Aboard the Galaxy, the standoff still held, one man, unarmed now except for his thoughts, the electrochemical changes in his fragile brain, facing a row of mechanical monsters. Occasionally there was some exchange of dialogue between human and murderous machine. The thing spoke in a squeaky voice, the way berserkers generally did when they decided to speak at all-no one had ever discovered why.
Why was it wasting energy now on argument? The emperor's vanity allowed him to convince himself that even berserkers were vulnerable to his charm, his charisma.
People watching him, had there been any, would think that he was stalling for time, with nothing to lose, in hopes of some favorable event. But that wasn't really it at all. It wasn't time that Julius was waiting for, but opportunity.
And suddenly, through the helmet, he heard a voice that he was able to recognize as that of Commander Normandy.
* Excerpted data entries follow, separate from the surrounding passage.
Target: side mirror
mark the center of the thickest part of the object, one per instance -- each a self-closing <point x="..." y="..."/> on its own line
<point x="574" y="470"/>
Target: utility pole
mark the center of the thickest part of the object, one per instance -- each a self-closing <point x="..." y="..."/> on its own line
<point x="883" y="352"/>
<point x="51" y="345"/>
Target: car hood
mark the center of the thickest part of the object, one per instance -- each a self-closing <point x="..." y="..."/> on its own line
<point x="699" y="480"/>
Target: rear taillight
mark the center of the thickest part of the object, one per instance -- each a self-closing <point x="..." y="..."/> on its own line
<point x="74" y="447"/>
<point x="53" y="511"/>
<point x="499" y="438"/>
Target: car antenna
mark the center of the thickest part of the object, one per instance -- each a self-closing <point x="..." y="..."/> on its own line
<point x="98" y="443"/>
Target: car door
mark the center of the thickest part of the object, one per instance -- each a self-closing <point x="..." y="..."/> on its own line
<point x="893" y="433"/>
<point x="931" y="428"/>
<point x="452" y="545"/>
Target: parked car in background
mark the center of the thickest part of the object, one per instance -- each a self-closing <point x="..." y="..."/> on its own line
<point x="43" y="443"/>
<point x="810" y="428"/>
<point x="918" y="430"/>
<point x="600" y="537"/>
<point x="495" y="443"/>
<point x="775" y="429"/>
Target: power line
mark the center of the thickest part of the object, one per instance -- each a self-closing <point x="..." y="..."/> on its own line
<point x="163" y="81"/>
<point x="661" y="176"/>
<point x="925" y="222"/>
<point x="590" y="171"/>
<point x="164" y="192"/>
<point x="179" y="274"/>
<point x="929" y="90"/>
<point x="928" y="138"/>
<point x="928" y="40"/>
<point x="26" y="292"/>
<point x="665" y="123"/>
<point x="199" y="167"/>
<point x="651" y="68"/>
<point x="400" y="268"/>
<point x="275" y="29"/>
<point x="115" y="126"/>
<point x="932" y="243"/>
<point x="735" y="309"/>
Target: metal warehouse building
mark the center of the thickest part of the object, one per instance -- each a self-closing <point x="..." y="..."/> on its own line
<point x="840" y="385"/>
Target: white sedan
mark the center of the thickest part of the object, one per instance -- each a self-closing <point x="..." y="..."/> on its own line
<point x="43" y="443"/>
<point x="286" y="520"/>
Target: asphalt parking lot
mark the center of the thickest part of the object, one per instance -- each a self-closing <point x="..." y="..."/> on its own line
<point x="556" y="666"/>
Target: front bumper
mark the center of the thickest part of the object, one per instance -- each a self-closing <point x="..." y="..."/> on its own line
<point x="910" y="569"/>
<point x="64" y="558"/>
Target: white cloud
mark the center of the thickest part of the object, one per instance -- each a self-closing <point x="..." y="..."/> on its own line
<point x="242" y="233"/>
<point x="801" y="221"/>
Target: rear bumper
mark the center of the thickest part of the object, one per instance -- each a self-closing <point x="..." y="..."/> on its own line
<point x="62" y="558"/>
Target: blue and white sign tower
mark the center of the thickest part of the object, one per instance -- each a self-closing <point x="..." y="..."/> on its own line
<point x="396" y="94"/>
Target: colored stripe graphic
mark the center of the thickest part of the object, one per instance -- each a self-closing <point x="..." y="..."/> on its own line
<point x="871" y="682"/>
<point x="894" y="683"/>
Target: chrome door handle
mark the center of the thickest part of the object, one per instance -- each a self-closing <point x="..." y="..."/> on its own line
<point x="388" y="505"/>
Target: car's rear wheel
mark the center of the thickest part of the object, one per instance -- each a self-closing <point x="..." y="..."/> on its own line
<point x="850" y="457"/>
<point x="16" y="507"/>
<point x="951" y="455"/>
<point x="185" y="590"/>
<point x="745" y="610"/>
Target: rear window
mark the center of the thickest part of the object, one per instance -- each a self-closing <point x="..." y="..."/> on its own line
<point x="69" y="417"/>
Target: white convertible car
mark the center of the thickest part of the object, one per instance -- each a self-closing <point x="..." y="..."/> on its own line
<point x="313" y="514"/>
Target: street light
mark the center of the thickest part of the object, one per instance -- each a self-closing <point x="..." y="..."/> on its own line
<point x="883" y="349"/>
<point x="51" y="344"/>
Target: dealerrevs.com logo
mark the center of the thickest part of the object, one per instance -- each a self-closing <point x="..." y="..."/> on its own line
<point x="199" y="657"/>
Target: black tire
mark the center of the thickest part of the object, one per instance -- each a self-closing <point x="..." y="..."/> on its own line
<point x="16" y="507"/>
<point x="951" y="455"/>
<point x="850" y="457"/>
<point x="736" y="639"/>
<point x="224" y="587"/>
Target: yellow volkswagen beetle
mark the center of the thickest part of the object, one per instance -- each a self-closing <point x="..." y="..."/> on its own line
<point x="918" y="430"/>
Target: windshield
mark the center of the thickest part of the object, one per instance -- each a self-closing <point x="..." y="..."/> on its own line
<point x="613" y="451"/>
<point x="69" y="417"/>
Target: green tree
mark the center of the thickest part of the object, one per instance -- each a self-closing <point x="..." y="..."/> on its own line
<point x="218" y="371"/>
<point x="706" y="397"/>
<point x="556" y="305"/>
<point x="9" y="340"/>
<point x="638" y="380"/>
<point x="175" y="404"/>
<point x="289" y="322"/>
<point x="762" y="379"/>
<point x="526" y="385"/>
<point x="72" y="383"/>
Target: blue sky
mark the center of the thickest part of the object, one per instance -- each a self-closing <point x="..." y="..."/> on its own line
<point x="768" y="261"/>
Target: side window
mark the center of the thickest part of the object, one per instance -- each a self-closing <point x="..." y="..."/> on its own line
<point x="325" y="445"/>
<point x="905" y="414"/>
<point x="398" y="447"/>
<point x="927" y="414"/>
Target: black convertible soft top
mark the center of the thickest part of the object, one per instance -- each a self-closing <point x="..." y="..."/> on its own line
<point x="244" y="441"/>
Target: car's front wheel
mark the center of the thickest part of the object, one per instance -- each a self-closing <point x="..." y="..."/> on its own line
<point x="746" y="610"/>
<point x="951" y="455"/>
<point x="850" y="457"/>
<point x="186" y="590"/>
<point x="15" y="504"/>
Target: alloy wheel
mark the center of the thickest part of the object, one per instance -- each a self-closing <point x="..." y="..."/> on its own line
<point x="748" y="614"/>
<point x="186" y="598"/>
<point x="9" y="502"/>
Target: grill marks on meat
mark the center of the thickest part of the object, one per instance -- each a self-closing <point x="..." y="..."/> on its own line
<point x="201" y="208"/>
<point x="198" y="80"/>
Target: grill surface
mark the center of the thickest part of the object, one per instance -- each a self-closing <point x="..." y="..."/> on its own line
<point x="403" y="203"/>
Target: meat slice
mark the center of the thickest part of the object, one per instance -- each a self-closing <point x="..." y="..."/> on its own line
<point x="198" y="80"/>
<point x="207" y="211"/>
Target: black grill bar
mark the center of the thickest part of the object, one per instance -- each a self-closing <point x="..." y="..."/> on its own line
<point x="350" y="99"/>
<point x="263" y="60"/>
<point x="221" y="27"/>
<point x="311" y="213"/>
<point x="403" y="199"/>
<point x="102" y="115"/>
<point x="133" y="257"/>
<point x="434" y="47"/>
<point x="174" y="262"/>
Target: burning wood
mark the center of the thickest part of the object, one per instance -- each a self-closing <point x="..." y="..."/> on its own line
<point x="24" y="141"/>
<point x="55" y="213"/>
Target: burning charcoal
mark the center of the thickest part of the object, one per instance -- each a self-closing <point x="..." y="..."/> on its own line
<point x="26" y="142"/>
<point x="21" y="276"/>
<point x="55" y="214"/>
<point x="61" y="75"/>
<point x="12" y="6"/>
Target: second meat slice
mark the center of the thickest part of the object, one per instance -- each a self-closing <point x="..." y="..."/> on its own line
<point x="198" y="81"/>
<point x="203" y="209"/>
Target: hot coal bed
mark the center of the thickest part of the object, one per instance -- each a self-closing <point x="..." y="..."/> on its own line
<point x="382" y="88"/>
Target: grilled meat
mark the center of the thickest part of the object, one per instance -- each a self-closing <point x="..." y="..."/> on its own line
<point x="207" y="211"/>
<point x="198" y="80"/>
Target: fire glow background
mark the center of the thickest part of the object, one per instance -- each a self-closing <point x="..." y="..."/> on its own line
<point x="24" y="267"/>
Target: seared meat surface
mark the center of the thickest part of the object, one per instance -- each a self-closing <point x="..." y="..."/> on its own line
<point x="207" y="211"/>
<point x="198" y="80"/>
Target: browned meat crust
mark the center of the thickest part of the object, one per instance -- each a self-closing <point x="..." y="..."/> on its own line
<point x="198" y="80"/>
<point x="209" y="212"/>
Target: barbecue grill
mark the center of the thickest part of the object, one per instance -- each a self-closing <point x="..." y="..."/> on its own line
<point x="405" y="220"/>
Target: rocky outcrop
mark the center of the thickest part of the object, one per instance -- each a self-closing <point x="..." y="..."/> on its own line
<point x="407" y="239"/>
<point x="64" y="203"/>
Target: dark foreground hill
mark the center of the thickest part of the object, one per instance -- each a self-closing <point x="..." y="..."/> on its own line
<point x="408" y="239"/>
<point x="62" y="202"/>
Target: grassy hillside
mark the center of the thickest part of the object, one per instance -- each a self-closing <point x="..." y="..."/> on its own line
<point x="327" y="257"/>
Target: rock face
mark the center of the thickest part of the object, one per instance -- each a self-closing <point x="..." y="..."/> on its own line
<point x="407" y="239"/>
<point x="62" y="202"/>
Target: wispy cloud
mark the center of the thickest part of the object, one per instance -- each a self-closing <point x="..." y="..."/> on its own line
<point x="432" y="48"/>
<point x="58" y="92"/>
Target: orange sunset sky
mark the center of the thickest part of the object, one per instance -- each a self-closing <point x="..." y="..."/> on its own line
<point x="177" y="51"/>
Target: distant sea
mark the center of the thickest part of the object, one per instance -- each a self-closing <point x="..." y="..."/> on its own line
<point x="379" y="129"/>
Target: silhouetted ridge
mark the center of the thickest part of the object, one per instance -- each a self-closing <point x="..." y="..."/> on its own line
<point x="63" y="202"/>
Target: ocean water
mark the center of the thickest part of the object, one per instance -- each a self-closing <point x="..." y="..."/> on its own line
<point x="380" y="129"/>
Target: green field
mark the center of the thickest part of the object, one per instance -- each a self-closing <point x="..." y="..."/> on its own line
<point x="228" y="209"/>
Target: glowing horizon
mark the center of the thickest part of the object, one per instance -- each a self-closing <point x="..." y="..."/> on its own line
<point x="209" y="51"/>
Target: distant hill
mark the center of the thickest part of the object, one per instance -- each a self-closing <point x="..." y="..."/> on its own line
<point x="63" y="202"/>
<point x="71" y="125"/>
"Emperor Julius? Are you still there? We saw the berserkers enter your ship."
"I am still here, Commander."
"Subvocalize your answers and I don't think they can hear us. What is your situation?"
Briefly, he outlined the position. "Commander, how big is Shiva? I want to know how I might be able to recognize that device, when-if-it should stand before me."
"Do you have some reason to think that's going to happen?"
"I have my hopes. How will I know when it is in my ship?" Any ordinary human in his position, talking with the enemy, might be accused of being goodlife. But it never crossed Julius's mind to worry about such things. The Emperor of the Galaxy was above all ordinary law. Such rules could not apply to him.
The voice of the commander sounded strained. "I can't tell you what Shiva looks like, exactly what size it is. I don't mean that I refuse, but that no human being knows. There is, however, something of great importance that I must tell you. As long as you continue to wear the pilot's helmet," said Commander Normandy, speaking carefully, "they probably won't kill you. They won't even take the chance of shocking your nervous system with a disabling wound. With that helmet on, your nervous system is very closely engaged with the ship's systems, including the interstellar drive. To engage that drive while your ship is sitting where it is, right on the surface of a planetoid as big as Hyperborea, would destroy your vessel on the spot. And that, you see, must be what they are trying to avoid."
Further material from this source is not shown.